The search for meaning in the days of being sheltered “in the place that the Lord Your God chooses” is in my home that I am so fortunate to have. “In the morning you may start back on your journey home”, so I do yoga, journeying to a place within to ease my fear and sadness. “After eating unleavened bread” and having two zoom seders “a solemn gathering” one with my family and one with our Rabbi and Congregation, the ritual of the Seder gave me the opportunity to experience the fullness in my life. Eating Matzah for eight days reminded me to cherish the love of my friends and family, and the freedom to be together even through zoom.
In the words of Rabbi Shefa Gold: “ This is the challenge we are given as we recieve Torah: to step right into the conversation in midstream. The miracle of Revelation happens in the conversation. And it is our sacred responsibility to hold up our end.”
And so what I have discovered on my Bat Mitzvah journey is that reading Torah is truly a blessing that can reflect your life in deep and meaningful ways.
* Ken Bernstein
This Parsha doesn’t begin with the word, ’Sh’ma’, inviting us to ‘Listen’, but, rather, ‘Re’eh’, or ’See’.
Deuteronomy tells us that three times a year, people shall appear before the Lord, our God, in a place that They shall choose, but not empty handed…rather, with a gift, according to the Blessing the Lord has bestowed upon each of us.
Rabbi Shefa Gold, in ‘Torah Journeys’ cautions, that ‘only when our vision isn’t obscured by ‘false beliefs, fear, or, the illusion of separateness can we experience the freedom to choose the Blessing that is being offered…’

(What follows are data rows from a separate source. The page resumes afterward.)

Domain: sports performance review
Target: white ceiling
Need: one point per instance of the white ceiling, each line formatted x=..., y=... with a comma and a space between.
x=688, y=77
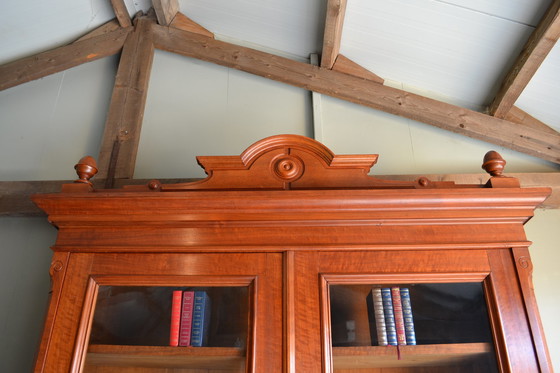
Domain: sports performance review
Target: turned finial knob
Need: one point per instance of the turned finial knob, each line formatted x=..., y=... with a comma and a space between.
x=493, y=163
x=86, y=169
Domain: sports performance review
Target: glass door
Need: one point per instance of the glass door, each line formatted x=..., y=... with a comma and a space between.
x=165, y=328
x=410, y=327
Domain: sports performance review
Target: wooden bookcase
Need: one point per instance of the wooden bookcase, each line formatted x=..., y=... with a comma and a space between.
x=289, y=239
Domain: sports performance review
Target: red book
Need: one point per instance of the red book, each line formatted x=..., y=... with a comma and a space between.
x=397, y=311
x=186, y=318
x=175, y=318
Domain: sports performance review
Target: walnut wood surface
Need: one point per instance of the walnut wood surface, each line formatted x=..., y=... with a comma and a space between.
x=250, y=224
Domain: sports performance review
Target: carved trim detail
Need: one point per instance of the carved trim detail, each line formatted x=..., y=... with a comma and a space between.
x=525, y=262
x=287, y=167
x=56, y=266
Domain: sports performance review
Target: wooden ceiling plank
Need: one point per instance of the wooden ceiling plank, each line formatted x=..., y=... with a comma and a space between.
x=62, y=58
x=531, y=57
x=119, y=7
x=15, y=195
x=363, y=92
x=165, y=10
x=516, y=115
x=126, y=110
x=184, y=23
x=347, y=66
x=336, y=10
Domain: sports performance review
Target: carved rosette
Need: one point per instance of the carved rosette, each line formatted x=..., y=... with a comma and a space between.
x=287, y=168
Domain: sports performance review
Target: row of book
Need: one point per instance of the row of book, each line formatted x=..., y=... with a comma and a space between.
x=392, y=309
x=190, y=318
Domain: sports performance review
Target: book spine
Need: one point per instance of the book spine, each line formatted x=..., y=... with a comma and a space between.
x=398, y=314
x=186, y=319
x=379, y=317
x=175, y=318
x=389, y=316
x=407, y=317
x=201, y=319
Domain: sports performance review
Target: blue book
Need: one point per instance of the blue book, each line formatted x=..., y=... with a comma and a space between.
x=390, y=326
x=407, y=316
x=200, y=319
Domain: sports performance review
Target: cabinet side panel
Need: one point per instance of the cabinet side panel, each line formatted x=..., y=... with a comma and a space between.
x=307, y=315
x=68, y=314
x=59, y=265
x=515, y=324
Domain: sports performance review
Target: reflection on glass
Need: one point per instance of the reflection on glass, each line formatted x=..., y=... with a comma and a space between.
x=132, y=325
x=449, y=321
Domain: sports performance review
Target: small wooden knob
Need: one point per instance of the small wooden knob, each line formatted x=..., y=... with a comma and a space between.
x=493, y=163
x=86, y=169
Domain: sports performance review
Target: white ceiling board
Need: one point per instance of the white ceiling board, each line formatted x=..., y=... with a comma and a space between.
x=528, y=12
x=294, y=27
x=541, y=97
x=451, y=50
x=33, y=26
x=199, y=108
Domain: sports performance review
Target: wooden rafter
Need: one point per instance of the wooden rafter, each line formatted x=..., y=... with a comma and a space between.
x=516, y=115
x=363, y=92
x=121, y=136
x=533, y=54
x=165, y=10
x=347, y=66
x=15, y=195
x=86, y=49
x=119, y=7
x=333, y=32
x=184, y=23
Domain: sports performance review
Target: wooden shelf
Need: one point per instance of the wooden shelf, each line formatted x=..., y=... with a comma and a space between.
x=229, y=358
x=410, y=356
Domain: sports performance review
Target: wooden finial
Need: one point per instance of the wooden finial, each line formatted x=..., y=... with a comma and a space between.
x=86, y=169
x=493, y=163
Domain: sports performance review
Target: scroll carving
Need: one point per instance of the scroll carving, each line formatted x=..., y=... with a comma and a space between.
x=293, y=162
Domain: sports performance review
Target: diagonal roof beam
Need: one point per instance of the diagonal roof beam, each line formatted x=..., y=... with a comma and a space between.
x=119, y=7
x=533, y=54
x=121, y=136
x=361, y=91
x=84, y=50
x=165, y=10
x=333, y=32
x=516, y=115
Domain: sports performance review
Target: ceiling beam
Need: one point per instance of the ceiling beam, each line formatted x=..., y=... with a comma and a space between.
x=165, y=10
x=119, y=145
x=184, y=23
x=363, y=92
x=531, y=57
x=15, y=196
x=119, y=7
x=333, y=32
x=516, y=115
x=84, y=50
x=347, y=66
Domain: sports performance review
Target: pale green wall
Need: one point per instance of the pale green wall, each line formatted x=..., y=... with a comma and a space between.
x=195, y=108
x=24, y=289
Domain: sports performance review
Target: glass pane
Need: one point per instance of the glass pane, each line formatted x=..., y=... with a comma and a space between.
x=166, y=328
x=409, y=327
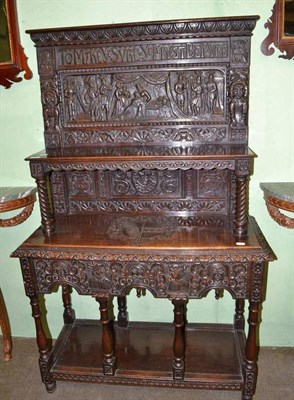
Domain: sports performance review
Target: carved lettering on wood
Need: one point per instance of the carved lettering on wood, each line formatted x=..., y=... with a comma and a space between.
x=196, y=94
x=145, y=183
x=145, y=53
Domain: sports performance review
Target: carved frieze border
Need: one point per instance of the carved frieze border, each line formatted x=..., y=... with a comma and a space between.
x=137, y=166
x=146, y=382
x=147, y=31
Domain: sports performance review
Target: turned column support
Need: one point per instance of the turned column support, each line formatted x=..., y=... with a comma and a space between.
x=109, y=360
x=239, y=321
x=179, y=345
x=123, y=316
x=43, y=345
x=47, y=218
x=242, y=171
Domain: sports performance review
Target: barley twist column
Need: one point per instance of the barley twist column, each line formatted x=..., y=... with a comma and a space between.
x=243, y=169
x=179, y=345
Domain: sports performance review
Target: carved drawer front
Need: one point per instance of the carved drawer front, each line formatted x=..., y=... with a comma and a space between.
x=161, y=279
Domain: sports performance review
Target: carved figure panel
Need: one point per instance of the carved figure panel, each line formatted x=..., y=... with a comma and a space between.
x=58, y=190
x=162, y=279
x=196, y=94
x=145, y=183
x=81, y=183
x=212, y=183
x=170, y=206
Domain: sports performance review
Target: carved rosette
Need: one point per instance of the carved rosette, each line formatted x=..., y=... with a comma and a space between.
x=51, y=110
x=199, y=134
x=161, y=279
x=28, y=278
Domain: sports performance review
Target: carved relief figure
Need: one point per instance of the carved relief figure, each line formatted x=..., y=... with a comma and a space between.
x=238, y=105
x=240, y=51
x=121, y=99
x=137, y=108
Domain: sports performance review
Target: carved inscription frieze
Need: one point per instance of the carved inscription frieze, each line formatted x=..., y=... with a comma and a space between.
x=162, y=279
x=81, y=183
x=186, y=206
x=141, y=229
x=196, y=94
x=212, y=183
x=202, y=134
x=58, y=189
x=146, y=31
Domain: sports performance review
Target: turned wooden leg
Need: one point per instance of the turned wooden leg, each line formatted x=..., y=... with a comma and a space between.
x=5, y=327
x=179, y=345
x=109, y=360
x=239, y=321
x=250, y=364
x=123, y=316
x=69, y=313
x=45, y=360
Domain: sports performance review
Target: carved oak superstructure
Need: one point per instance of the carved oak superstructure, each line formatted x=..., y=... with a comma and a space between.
x=144, y=184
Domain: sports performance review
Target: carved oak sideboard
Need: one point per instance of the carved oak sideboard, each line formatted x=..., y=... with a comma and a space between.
x=144, y=185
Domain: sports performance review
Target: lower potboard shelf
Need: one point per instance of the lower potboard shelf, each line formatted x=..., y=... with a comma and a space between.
x=144, y=351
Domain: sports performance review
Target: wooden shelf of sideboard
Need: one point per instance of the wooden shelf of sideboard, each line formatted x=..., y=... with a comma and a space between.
x=214, y=355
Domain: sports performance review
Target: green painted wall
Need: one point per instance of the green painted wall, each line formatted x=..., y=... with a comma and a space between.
x=271, y=137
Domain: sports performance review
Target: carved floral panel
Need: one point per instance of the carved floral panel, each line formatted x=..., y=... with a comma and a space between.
x=161, y=279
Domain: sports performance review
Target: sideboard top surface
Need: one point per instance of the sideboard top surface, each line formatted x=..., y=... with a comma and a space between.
x=144, y=236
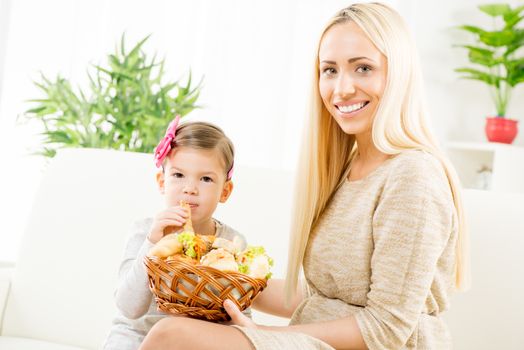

And…we are commanded to ’SEE”, because, without that clear vision, it may not be possible to discern Blessing from Curse;
The vantage point of Deuteronomy allows us to see where we have been, and, as a result, ‘the doors of possibility open before us, but… ’only if we see clearly, and, can discern reality from experiences that can be.. ‘clouded, or misinformed.’
Re’eh tells us that G-d has bestowed gifts upon all of us, and, that at every moment, with our eyes wide open, we can make wise choices, choosing Blessing over Curse.
I am reflecting on the Blessing/Curse I feel I was given by G-d. I am a Psychoanalyst. I help people heal emotional wounds.
When I began training to become an analyst, I had to learn who ‘I’ was..so that I could separate my ‘self’, from ‘the other’. And, I had to learn to listen very attentively. Who is this other person? How might I best serve them..what is in their best interest? And, how might I use my ‘self’ to provide a ‘Blessing’. Offering something that they might not yet be ready to hear, or, which might be true for me, but not for them, might be a ‘Curse’.
My mission is to help people to “see” and, heal the wounds which might be ‘casting shadows over their lives’, and keeping them from the joy that is their birthright.
This analytic process is a deliberate one, and, is both an Art and a Science…it is informed by my judgment of the emotional readiness of the other, and.. the timing and dosage of how things are revealed.
Thinking about my Parsha, ‘Re’eh’ has provided me a greater opportunity to ‘See’ who I am, deepen my clinical practice, and, refine what constitutes a good choice… Blessing over Curse.